Supreme Court of Appeals ruling in favour of SANRAL

The appeal to prevent the South African National Roads Agency SOC Limited (SANRAL) to claim guarantees from the joint venture that stopped work on the Mtentu bridge project in 2019 has been dismissed by the Supreme Court of Appeals (SCA).

The judgment between Aveng Strabag (Africa) (Pty) and Strabag International GmbH (ASJV) vs SANRAL was handed down electronically by circulation to the parties’ representatives on Friday, 13 November.

“We are happy that the court has dismissed the appeal with costs. Our position that there was no Force Majeure, and as the contractor refused to return to site after the suspension of works was lifted we had no option but to terminate for abandonment of the project,” said Craig Mc Lachlan, SANRAL’s N2 Wild Coast Road lead project manager.

SANRAL will now proceed with calling in both the performance and retention guarantees to help cover the additional costs that will be incurred to complete the project with a new contractor. “The contractor and not the taxpayer should be held liable for all additional costs,” said Craig McLachlan

SANRAL had advertised the re-tender for the construction of the Mtentu River Bridge and associated roads on the N2WCR project. The re-tender closes on Friday, 19 February 2021.

According to court documents, at the heart of this appeal was whether SANRAL was restricted by the underlying contract between it and the joint venture ASJV from demanding payment in terms of a performance guarantee issued in its favour by the second respondent, Lombard Insurance Company Ltd. The guarantee was issued pursuant to a written construction contract, concluded between SANRAL and the ASJV in August 2017, for the construction of the Mtentu River Bridge on the N2WCR.

In 2019 both SANRAL and ASJV purported to terminate the contract. The following circumstances led to the termination of the contract.

From 22 October 2018 there were disruptions of the works by some members of the local community. The community raised a wide variety of demands including employment issues (split of labour between different villages, hiring of local semi-skilled labour who had failed assessments, wages, additional job opportunities), prioritisation of SMMEs from immediately adjacent to the project, disbanding the Project Liaison Committee, removal of certain persons linked to the contract and the  use of a local quarry to supply aggregate. Some of the disruptions took a violent turn and threats were made potentially endangered ASJV staff and workers. The engineer, acting on SANRAL’s instructions, suspended the works between 22 October 2018 and 13 January 2019. After agreement was obtained from all stakeholders on 08 January 2019 for work to resume without disruption the suspension was lifted.

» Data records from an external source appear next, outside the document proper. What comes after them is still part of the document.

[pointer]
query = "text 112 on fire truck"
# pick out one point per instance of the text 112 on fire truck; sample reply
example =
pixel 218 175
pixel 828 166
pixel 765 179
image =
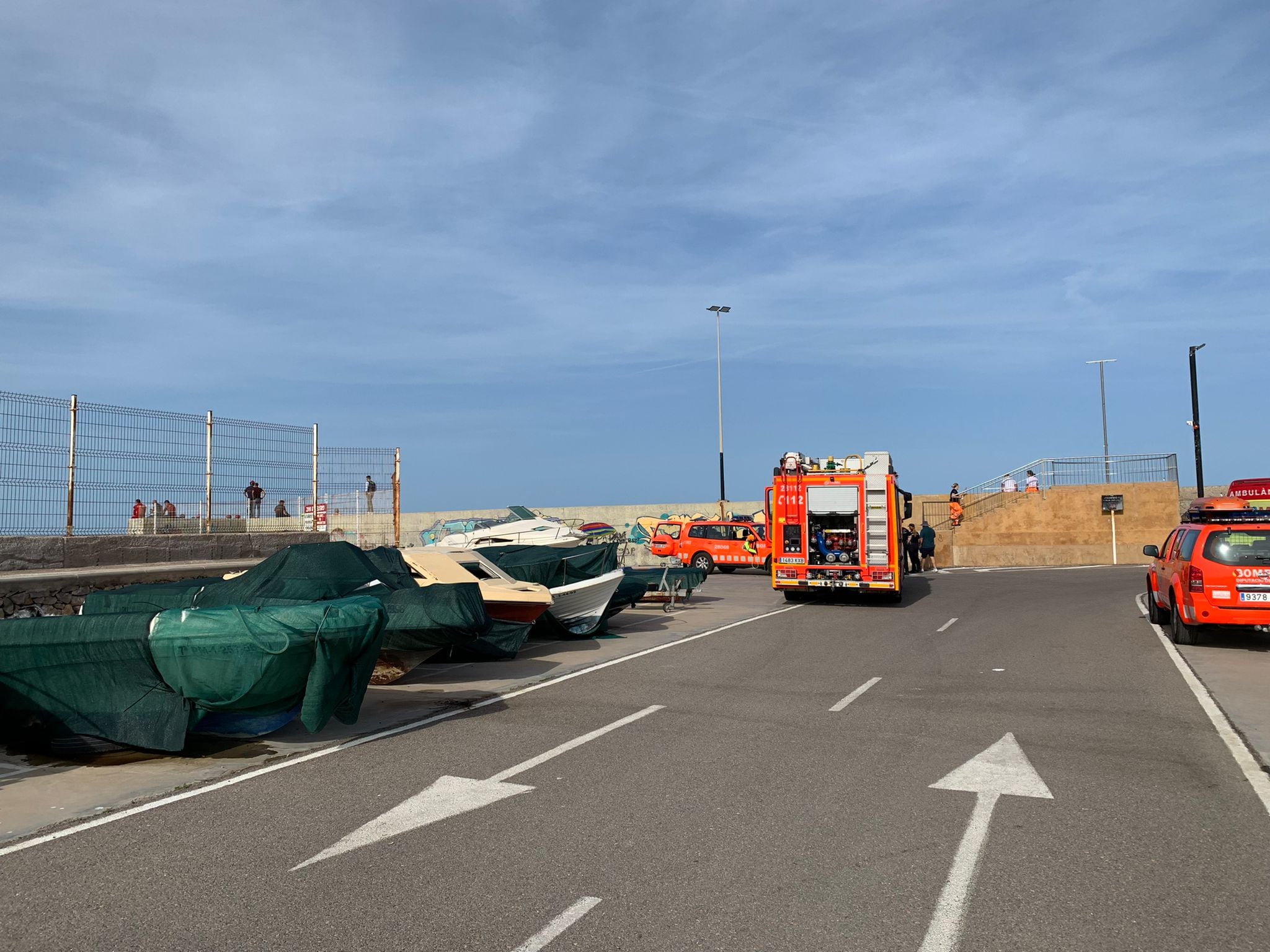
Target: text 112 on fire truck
pixel 836 524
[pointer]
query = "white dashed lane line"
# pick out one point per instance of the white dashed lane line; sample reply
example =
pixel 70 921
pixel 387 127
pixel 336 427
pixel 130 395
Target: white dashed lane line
pixel 855 694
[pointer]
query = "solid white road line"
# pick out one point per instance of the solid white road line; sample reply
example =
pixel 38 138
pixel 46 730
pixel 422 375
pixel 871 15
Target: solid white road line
pixel 368 738
pixel 855 694
pixel 1039 568
pixel 559 924
pixel 1230 736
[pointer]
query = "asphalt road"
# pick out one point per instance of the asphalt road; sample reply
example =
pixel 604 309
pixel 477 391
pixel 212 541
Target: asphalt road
pixel 744 814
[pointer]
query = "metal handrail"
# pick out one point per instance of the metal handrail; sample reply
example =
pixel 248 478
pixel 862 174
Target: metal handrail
pixel 1054 471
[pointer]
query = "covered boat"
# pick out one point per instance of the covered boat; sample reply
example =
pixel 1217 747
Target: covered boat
pixel 422 622
pixel 506 598
pixel 521 527
pixel 582 582
pixel 146 679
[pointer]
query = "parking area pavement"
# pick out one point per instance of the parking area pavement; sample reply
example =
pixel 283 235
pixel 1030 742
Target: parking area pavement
pixel 38 791
pixel 959 771
pixel 1235 667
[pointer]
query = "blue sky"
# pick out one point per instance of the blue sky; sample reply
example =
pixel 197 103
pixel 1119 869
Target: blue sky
pixel 489 232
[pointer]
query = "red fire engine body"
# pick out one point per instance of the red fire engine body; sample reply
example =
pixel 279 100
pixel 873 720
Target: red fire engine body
pixel 836 524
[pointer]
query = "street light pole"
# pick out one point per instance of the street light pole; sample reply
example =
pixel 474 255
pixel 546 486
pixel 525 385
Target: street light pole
pixel 719 310
pixel 1199 454
pixel 1103 389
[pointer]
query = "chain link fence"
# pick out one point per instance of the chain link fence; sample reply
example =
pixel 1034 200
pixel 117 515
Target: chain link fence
pixel 71 467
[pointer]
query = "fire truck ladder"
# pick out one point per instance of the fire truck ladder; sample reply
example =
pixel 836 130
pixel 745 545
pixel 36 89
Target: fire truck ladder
pixel 878 528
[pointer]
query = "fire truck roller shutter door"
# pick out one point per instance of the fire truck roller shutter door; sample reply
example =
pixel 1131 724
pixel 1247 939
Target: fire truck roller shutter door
pixel 843 500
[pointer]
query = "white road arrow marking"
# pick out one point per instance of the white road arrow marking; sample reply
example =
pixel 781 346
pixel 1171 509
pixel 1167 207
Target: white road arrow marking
pixel 1002 769
pixel 450 796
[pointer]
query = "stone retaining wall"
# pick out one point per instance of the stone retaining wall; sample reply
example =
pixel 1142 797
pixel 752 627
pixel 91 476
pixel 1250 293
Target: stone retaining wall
pixel 36 552
pixel 43 599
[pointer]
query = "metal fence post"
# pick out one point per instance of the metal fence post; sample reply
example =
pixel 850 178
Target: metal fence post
pixel 314 526
pixel 70 469
pixel 207 488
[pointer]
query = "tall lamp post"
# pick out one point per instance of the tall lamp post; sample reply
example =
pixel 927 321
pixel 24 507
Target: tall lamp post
pixel 718 311
pixel 1199 455
pixel 1103 387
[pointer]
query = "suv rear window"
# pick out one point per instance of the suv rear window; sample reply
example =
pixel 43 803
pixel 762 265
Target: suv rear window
pixel 1238 547
pixel 714 532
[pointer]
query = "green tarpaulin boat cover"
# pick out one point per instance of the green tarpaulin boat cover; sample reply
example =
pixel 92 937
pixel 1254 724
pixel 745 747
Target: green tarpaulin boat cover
pixel 630 591
pixel 91 676
pixel 153 597
pixel 553 566
pixel 310 573
pixel 266 660
pixel 419 619
pixel 144 679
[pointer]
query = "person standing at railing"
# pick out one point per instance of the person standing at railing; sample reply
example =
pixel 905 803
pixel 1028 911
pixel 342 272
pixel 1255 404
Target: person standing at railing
pixel 254 494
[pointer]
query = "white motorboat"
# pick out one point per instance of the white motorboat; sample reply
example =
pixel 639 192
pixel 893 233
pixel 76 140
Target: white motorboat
pixel 580 604
pixel 520 528
pixel 506 598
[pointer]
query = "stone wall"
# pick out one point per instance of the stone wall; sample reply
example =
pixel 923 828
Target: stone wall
pixel 41 552
pixel 1064 526
pixel 65 596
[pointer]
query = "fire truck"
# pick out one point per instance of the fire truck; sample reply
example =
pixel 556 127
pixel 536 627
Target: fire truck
pixel 836 524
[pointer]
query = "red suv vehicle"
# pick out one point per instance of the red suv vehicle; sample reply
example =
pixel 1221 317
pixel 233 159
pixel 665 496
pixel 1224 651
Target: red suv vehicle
pixel 713 542
pixel 1213 569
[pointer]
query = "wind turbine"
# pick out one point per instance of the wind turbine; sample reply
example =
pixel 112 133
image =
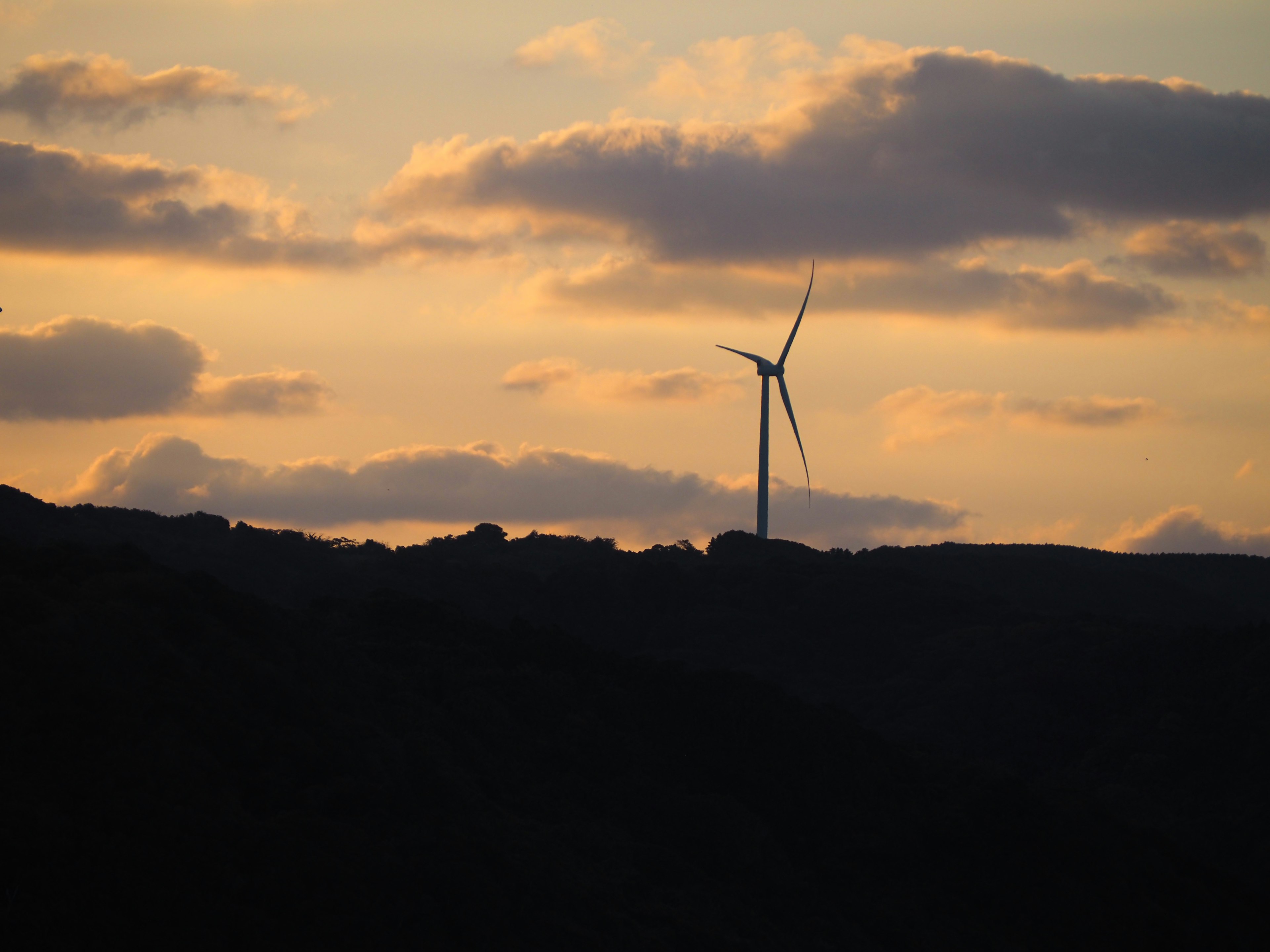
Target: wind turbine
pixel 768 370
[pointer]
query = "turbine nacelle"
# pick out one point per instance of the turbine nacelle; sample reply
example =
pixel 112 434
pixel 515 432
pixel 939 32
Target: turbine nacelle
pixel 766 369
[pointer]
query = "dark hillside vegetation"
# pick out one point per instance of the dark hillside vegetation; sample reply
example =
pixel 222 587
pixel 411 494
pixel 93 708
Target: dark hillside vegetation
pixel 474 743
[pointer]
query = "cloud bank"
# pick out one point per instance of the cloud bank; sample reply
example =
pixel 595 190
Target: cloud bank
pixel 64 201
pixel 482 483
pixel 56 89
pixel 1076 296
pixel 924 416
pixel 683 385
pixel 1198 249
pixel 1185 530
pixel 892 155
pixel 84 369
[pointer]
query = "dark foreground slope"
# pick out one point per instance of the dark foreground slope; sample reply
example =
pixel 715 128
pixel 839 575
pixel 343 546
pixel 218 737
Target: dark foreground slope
pixel 186 766
pixel 1122 700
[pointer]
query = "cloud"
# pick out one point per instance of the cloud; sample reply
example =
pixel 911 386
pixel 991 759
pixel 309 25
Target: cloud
pixel 271 394
pixel 84 369
pixel 540 376
pixel 482 483
pixel 65 201
pixel 1185 530
pixel 1075 296
pixel 56 89
pixel 683 385
pixel 1198 249
pixel 599 46
pixel 924 416
pixel 892 154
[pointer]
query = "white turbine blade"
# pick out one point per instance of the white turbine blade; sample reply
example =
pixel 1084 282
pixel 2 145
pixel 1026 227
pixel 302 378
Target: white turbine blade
pixel 790 342
pixel 756 358
pixel 789 409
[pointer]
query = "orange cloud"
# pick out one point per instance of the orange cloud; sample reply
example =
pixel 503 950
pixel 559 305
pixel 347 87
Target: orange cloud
pixel 84 369
pixel 924 416
pixel 55 89
pixel 583 492
pixel 683 385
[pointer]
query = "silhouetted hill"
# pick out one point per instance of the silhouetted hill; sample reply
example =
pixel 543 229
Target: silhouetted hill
pixel 459 742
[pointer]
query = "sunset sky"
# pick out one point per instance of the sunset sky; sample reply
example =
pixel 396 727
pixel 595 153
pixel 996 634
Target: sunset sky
pixel 388 270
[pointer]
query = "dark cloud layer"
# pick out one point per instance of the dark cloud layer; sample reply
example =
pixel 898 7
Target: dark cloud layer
pixel 921 151
pixel 1198 249
pixel 84 369
pixel 56 89
pixel 1076 296
pixel 1185 530
pixel 69 202
pixel 481 483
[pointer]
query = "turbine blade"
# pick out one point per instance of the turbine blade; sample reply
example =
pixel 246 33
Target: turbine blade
pixel 756 358
pixel 789 409
pixel 790 342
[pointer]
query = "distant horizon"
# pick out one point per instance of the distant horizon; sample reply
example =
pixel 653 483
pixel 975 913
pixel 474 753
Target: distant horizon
pixel 385 268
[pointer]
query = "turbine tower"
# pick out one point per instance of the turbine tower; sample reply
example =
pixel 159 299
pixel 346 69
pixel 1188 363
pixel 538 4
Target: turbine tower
pixel 768 370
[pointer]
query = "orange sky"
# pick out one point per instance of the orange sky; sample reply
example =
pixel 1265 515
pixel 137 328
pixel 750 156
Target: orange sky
pixel 383 271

Against this backdrop, the joint venture, on 30 January 2019, gave SANRAL a notice purporting to terminate the contract, effective seven days after the notice. The ASJV stated that the civil unrest and commotion at the site constituted force majeure which had prevented it from performing the works for a continuous period of 84 days. Having given notice of termination, the ASJV considered itself entitled to be released from further performance of its obligations under the contract.

SANRAL denied the existence of the force majeure and asserted that, if it ever existed, it had to come to an end on 9 January 2019 following a meeting with the local community. It had communicated this to the ASJV and instructed it to resume the works on 14 January 2019, which it refused to do. Accordingly, SANRAL contested the ASJV’s entitlement to terminate the contract. It gave the ASJV until 4 February 2019 to withdraw its notice of termination and to return to site, failing which SANRAL would itself exercise its right to terminate the contract.

On 5 February 2019, after the ASJV had still failed to return to site, SANRAL terminated the contract. The dispute as to whether the disruptions at the construction site consituted force majeure, which entitled the ASJV to terminate the contract, was referrred to artibration.

In the wake of the second purported termination of the contract, the ASJV sought SANRAL’s assurance that, pending the arbitration proceedings, it would not call up the guarantee. SANRAL not only declined to give such assurance but notified the JV of its intention to do so. As a result, the ASJV applied to the Gauteng Division of the High Court, Pretoria, for an interlocutory interdict, restraining SANRAL from calling up the guarantee, pending the outcome of the arbitration proceedings. The ASJV asserted that SANRAL’s call on the guarantee would be unlawful, as it had not met certain conditions in the underlying contract which limited its rights to call up the guarantee. ASJV lost this initiall case but subsequently were granted leave to appeal to the SCA. The case was heard by the SCA on 14 September 2020.

In court papers Judge TM Magoka said that the ASJV has failed to show that SANRAL was not entitled to payment of the guarantee before any underlying dispute between them is determined. Accordingly, the appeal must fail.  The appeal was dismissed with costs, including the costs of two counsel.